Меня злит, что этот… дебил-пивосос зачем-то вспомнил про Миху, и я рассерженно ухожу в зал — следить за счетом.
Рик заходит ко мне:
— Че, я мать твою прогнал, что ли?
— Ты, «мать твою», — цежу я сквозь зубы, — никого не прогонял. Она сама уехала. Потому что она…
— …нервная у тебя?
— …потому что она переживает за свою дочь.
— И поэтому бросает ее в пасть к волкам?
— И поэтому, — не даю сбить себя с курса, — предоставляет ей возможность самой разбираться в собственной жизни.
— И в чем тебе там надо разбираться?
— А хрен тебя, — говорю, — знает, в чем мне там надо разбираться.
Он садится рядом со мной на диван, а я не обнаруживаю желания придвинуться к нему ближе, чтобы начать разбираться.
«Следить за счетом» оказывается неимоверно нудно, поэтому я вскоре снова ухожу на кухню — доделывать неправильный плов.
ГЛАВА ДВАДЦАТЬ ПЯТАЯ Люмумба
Хоть спонтанное знакомство с мамой и не заладилось, но выходные проходят на удивление неплохо.

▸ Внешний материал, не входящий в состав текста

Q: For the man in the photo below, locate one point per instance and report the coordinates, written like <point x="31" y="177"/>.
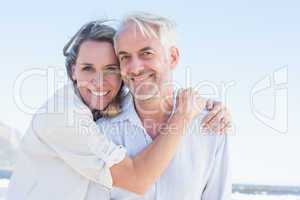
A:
<point x="146" y="47"/>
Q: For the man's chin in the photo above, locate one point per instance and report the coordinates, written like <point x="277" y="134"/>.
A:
<point x="145" y="96"/>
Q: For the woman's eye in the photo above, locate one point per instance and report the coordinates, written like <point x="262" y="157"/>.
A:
<point x="122" y="58"/>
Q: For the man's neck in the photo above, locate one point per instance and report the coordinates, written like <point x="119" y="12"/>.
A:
<point x="154" y="113"/>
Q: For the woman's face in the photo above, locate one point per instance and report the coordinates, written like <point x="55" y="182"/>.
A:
<point x="97" y="73"/>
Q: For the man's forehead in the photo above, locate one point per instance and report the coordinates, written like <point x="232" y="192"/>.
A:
<point x="131" y="37"/>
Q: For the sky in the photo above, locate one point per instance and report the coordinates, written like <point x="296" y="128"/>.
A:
<point x="244" y="53"/>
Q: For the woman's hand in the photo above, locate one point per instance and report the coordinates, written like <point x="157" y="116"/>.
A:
<point x="218" y="119"/>
<point x="189" y="103"/>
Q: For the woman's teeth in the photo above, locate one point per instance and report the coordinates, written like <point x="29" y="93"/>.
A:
<point x="99" y="94"/>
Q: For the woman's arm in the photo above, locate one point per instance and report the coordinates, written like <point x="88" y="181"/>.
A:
<point x="73" y="137"/>
<point x="138" y="173"/>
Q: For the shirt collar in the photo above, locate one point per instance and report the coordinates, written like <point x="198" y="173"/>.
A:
<point x="129" y="113"/>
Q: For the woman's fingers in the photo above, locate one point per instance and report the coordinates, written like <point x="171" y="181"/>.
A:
<point x="216" y="109"/>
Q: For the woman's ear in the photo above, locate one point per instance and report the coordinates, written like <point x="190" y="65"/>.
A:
<point x="74" y="78"/>
<point x="174" y="57"/>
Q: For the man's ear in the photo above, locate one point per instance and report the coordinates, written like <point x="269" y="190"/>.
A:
<point x="174" y="57"/>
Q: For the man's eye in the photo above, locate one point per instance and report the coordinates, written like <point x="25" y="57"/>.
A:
<point x="87" y="68"/>
<point x="112" y="69"/>
<point x="122" y="58"/>
<point x="147" y="54"/>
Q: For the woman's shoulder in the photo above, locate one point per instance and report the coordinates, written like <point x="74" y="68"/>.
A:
<point x="63" y="108"/>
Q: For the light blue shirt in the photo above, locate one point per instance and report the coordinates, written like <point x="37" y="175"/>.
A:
<point x="199" y="169"/>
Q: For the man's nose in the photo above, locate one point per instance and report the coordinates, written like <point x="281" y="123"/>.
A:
<point x="135" y="66"/>
<point x="98" y="80"/>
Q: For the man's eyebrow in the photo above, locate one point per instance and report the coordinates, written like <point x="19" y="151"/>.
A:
<point x="84" y="63"/>
<point x="146" y="49"/>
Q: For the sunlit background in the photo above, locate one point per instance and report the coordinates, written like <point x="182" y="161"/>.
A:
<point x="251" y="48"/>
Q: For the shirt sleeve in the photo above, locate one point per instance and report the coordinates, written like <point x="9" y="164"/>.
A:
<point x="219" y="184"/>
<point x="77" y="140"/>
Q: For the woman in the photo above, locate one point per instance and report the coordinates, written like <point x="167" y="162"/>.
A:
<point x="63" y="150"/>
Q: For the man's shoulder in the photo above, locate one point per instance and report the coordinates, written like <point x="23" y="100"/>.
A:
<point x="201" y="137"/>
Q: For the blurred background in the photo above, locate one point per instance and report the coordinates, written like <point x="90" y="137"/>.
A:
<point x="244" y="53"/>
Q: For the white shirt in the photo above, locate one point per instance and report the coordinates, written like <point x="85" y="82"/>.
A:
<point x="62" y="153"/>
<point x="199" y="169"/>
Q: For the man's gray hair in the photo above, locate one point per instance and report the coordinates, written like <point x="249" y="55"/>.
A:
<point x="151" y="25"/>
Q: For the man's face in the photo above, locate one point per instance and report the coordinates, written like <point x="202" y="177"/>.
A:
<point x="145" y="64"/>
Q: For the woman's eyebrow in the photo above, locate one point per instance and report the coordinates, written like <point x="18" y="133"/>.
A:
<point x="112" y="65"/>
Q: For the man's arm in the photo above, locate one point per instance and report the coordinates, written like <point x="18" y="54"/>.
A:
<point x="219" y="186"/>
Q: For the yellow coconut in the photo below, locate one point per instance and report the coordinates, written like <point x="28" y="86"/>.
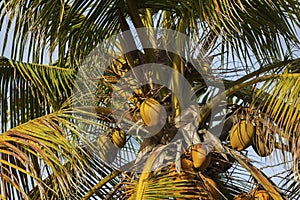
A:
<point x="263" y="144"/>
<point x="243" y="196"/>
<point x="151" y="112"/>
<point x="212" y="187"/>
<point x="107" y="150"/>
<point x="200" y="157"/>
<point x="241" y="135"/>
<point x="262" y="195"/>
<point x="187" y="165"/>
<point x="118" y="138"/>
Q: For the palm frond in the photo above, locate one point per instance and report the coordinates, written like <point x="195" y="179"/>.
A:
<point x="30" y="90"/>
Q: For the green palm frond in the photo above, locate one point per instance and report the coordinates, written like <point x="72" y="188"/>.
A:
<point x="37" y="149"/>
<point x="30" y="90"/>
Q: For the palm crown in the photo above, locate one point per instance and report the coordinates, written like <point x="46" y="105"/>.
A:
<point x="70" y="132"/>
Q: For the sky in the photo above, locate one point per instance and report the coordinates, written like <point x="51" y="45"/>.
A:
<point x="273" y="159"/>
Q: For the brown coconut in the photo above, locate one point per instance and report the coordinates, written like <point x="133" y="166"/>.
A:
<point x="241" y="135"/>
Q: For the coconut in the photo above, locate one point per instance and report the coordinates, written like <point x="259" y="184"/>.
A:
<point x="212" y="187"/>
<point x="200" y="157"/>
<point x="241" y="135"/>
<point x="118" y="138"/>
<point x="187" y="165"/>
<point x="151" y="112"/>
<point x="262" y="195"/>
<point x="263" y="144"/>
<point x="107" y="150"/>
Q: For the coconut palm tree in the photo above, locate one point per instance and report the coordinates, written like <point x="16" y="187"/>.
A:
<point x="149" y="99"/>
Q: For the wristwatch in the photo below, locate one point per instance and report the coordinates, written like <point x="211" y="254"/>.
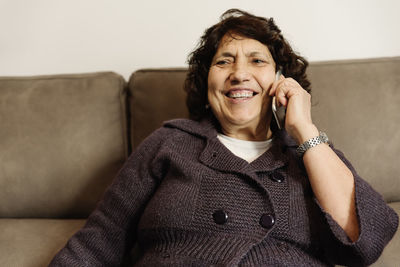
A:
<point x="322" y="138"/>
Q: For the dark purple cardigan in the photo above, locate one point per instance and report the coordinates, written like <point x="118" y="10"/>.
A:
<point x="188" y="201"/>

Во-первых, несмотря на то, что немцы прояривают, после матча Рик с хорошим настроением заходит ко мне на кухню и совершенно неожиданно принимается мне помогать. При этом выясняется, что играла не Херта, а Лейпциг («Ты че, Херта — в ЛЧ… да я б на радостях заранее нахерячился…»), и проиграли они не итальянцам, а англичанам. Бог с ними. Я до сих пор пребываю в некотором замешательстве и особо с ним не разговариваю. Его это не напрягает.
Во-вторых, ему нравится обед, который мы вместе с ним приготовили. Он даже спрашивает:
— Как это называется?
— Неправильный плов.
— По-моему, правильный.
— М-м, спасибо за комплимент. А ты ел правильный?
— Да. В «Самарканде».
Понятия не имею, хорошо ли его там готовят, в Кройцберге.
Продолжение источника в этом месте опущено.